Так 26 мая 1940 года родилось мое письмо Ире Серебряковой с предложением брака.

В конце июля меня отправили в больницу. Моими попутчиками до столицы лагерного отделения — Нижней Поймы — были уголов­ники, которых вызвали на освобождение по отбытию срока. Три ки­лометра от лагпункта до поезда на Пойму они почти бежали, я едва поспевал за ними на забинтованных ногах, конвоир подгонял.
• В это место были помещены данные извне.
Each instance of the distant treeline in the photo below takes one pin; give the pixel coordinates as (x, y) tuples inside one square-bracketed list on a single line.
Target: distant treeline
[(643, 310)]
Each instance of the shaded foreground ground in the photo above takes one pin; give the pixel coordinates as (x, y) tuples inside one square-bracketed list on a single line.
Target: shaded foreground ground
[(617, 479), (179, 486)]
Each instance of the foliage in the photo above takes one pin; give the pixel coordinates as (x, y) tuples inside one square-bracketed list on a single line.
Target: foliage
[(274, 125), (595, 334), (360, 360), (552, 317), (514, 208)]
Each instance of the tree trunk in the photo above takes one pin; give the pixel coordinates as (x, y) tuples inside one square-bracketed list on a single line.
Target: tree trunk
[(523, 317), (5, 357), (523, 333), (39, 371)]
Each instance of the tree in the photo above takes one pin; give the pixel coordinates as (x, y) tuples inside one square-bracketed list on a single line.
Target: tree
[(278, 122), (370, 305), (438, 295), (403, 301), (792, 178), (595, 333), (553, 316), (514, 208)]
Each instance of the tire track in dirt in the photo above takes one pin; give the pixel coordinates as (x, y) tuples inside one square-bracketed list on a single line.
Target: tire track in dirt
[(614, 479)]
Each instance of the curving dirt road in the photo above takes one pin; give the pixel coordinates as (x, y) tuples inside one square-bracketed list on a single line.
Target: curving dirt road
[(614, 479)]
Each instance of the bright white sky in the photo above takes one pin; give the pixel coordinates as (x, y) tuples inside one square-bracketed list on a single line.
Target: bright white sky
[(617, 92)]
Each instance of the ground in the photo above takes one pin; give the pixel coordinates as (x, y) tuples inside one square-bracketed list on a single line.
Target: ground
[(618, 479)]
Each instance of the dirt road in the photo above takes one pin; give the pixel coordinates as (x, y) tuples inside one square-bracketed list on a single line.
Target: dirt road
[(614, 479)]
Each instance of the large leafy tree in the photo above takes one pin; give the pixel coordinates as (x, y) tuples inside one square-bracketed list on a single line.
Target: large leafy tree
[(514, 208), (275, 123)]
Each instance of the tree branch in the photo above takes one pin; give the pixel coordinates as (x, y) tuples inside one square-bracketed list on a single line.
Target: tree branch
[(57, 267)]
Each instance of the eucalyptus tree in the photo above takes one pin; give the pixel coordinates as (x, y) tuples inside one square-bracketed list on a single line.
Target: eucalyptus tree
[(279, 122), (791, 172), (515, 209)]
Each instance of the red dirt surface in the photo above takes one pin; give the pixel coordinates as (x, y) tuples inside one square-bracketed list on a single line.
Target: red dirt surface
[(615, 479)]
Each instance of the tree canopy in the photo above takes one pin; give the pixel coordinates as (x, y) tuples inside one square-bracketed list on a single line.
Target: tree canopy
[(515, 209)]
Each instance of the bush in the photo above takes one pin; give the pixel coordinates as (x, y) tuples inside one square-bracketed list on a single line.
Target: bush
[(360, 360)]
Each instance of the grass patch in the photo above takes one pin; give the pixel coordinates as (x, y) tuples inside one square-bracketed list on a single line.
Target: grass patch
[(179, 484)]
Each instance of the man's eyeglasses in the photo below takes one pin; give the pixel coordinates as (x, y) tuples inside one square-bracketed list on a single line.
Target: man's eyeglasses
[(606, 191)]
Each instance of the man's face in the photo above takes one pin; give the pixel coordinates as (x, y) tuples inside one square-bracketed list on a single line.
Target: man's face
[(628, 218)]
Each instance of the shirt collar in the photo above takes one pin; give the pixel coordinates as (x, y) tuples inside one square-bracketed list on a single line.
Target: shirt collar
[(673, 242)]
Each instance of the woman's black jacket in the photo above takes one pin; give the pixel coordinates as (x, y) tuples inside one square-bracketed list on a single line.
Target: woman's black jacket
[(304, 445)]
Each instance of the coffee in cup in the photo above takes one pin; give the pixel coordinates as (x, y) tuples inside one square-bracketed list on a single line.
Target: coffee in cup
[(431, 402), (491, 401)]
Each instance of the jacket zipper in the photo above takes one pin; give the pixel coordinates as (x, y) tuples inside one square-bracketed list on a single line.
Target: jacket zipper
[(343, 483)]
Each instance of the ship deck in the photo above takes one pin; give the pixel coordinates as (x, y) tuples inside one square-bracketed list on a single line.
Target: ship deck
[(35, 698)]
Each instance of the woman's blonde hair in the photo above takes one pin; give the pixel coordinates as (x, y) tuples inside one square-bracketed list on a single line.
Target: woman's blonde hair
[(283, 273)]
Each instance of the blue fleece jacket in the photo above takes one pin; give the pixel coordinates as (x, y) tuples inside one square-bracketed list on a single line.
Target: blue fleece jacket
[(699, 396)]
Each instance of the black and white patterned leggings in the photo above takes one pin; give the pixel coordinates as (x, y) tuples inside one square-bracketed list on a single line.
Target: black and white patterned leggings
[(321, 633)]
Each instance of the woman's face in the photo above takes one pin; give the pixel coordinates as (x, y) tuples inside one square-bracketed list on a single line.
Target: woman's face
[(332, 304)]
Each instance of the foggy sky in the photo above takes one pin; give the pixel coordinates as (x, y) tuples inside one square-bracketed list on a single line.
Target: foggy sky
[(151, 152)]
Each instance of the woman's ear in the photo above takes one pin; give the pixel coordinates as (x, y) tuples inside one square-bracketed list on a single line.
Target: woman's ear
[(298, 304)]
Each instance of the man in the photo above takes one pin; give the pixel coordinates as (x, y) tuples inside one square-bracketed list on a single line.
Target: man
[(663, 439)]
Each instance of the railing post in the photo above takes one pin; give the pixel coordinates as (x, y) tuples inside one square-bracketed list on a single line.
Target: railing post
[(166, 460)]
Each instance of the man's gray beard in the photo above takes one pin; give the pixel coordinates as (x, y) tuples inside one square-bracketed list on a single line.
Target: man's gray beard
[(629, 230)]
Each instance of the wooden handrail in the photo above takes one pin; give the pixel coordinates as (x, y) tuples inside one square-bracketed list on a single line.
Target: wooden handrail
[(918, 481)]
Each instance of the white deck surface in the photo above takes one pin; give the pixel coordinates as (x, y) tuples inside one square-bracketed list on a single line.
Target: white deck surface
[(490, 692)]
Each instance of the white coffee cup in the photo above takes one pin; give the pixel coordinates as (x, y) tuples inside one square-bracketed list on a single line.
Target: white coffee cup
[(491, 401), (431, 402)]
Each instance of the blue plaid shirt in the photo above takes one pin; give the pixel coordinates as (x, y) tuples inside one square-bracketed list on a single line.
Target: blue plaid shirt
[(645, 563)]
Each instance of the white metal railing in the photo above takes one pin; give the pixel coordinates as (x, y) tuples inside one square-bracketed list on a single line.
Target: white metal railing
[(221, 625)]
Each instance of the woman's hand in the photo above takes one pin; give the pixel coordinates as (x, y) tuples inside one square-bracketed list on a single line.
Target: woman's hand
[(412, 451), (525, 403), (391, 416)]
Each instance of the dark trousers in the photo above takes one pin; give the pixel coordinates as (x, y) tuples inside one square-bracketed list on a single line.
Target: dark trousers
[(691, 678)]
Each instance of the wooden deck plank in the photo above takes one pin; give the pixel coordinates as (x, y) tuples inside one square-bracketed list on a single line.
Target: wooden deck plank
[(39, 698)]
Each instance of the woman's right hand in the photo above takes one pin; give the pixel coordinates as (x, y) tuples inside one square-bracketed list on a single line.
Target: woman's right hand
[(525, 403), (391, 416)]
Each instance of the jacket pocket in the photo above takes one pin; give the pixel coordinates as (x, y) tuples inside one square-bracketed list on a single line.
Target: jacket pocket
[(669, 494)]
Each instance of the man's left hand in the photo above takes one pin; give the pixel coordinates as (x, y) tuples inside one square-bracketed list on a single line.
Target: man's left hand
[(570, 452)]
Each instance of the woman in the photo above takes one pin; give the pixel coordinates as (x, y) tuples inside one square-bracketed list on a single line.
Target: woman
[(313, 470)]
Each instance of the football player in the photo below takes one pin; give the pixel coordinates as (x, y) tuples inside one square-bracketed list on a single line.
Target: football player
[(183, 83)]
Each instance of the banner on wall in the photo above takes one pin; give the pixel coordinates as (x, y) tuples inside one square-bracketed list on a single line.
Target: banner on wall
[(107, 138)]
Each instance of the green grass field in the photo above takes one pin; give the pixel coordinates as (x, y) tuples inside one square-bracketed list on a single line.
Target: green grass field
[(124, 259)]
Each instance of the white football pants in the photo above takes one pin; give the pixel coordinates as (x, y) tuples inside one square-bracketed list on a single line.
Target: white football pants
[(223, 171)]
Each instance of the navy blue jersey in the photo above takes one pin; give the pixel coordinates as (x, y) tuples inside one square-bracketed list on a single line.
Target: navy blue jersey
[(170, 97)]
Три больничные недели в августе принесли мне исцеление от фу­рункулеза. Но, кроме того, в те дни меня нашло очередное письмо Иры. Майское мое признание, пробиваясь через частокол цензуры, еще не успело дойти до нее, от строк веяло ровным дыханием устояв­шейся дружбы, не более того. Письмо было написано в июне, Ира, сдав зачеты, собиралась на летний отдых в Белоруссию. Вернется осе­нью, и тут — откровение в ожидавшем ее сибирском послании. Что дальше? Одно дело — переписываться с товарищем по университету, сочувствовать и даже сердцем переживать его беду, помогать ему, внушая мысль, что о нем помнят. Другое дело — брак, соединение на всю жизнь. Судьба человека, объявленного «врагом народа»... Конеч­но, все это обвинение — преступный вздор... Но враги этого «врага» наделены огромной властью, «враг» до конца своих дней останется отверженным, общество от него отвернулось навсегда и... его судьба распространится на всех, кто будет с ним связан: жену, детей... Но ведь у каждого— одна жизнь, и он хочет себе счастья... Дорогой, единственный друг, оказавшийся в Сибири, в заключении, должен это понять... Милый, ты, конечно, поймешь, что я не могла решить иначе, и простишь меня...»

Утренний свет

121

И тогда — конец всей этой переписке, всем этим напряженным ожиданиям вестей, страхам, что очередной глоток радости — строки и строки — затеряется где-то на тысячеверстных путях из Ленинграда в Сибирь. Конец! Потому, что все окажется перегоревшим, не о чем станет писать, нечего будет ждать.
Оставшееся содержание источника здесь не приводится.